In Part 1 of this series (See Part I), we outlined the how the bandwidth requirement for high performance buffers was outstripping the abilities of traditional memories and at the same time the capacity required of such buffers was declining. In Part II we are considering the memory solution requirements for packet header processing.
When considering buffer applications, the primary performance metric is throughput when considering packet header processing the critical performance metric is the ability to quickly access tables and decision trees. Again, as was the case for buffer memories a commodity DRAM has been the solution of choice simply by nature of its market driven pricing, multi-sourced nature and sheer economies of scale.

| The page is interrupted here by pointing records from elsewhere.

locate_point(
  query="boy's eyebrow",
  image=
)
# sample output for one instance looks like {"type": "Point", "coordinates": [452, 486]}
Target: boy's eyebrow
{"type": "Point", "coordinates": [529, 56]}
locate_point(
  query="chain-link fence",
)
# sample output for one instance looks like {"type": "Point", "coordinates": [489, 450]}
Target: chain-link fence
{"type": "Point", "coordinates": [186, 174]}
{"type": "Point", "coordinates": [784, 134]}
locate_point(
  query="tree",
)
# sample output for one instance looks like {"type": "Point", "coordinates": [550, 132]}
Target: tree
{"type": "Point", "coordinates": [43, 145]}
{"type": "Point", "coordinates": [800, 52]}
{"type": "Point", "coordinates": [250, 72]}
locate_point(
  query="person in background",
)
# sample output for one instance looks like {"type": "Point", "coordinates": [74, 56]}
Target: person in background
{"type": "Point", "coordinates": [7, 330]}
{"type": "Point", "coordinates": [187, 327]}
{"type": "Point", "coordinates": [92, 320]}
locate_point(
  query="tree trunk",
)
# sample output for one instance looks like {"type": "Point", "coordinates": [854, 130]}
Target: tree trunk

Around the year 2000, when packet data rates transitioned through 10G aggregate bandwidth an important threshold was crossed; the packet-processing rate for the first time exceeded the random access rate of generic DRAM. From that point onward, illustrated in Figure 1, increasingly complex memory control solutions have been used to allow DRAM to scale up for high performance networking applications.
Over the last decade the solutions used to address this performance gap have fallen into four broad categories; some of which overlap.

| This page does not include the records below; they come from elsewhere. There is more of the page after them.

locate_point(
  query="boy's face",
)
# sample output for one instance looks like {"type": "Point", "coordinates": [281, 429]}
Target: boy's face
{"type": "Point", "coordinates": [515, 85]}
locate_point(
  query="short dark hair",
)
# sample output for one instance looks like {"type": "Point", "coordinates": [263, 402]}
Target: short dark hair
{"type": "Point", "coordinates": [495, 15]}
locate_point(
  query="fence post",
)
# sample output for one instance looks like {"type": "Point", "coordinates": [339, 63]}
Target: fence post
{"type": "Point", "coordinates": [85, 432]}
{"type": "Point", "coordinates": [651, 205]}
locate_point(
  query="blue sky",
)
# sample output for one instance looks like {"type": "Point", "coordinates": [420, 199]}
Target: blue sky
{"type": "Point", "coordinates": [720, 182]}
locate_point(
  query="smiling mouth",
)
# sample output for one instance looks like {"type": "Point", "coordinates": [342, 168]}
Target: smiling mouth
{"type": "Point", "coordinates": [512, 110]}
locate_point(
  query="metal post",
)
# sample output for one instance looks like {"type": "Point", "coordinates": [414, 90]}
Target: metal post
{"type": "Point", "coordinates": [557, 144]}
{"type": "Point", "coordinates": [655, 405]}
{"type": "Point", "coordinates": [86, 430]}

High performance, specialty memory solutions such as Low Latency DRAM or QDR SRAM have stepped in to address external memory performance, and memory subsystem architectural improvements of either caching or load balancing have been deployed.
These solutions have been scaled to 100G performance levels albeit, not without considerable effort and performance compromises.
In order to handle the line rate requirements packet processors utilize long, deterministic pipelines which mitigate the need for ultra-low latency memories but does not relieve the access rate requirements to process packet header data in real time. Specialty memory devices, such as low latency DRAM, are derived from their commodity heritage and through brute force design techniques pushed to the limits of the underlying array technology. These specialty memory products which emerged in the late 1990ís have been a good stopgap measure but are only evolving at the same rate as their core technology. Now, as we approach processing rates 15x faster than the DRAM cycle time the clever system tricks or specialty memory products used are reaching the limits of diminishing returns and going forward the performance gap will continue to grow.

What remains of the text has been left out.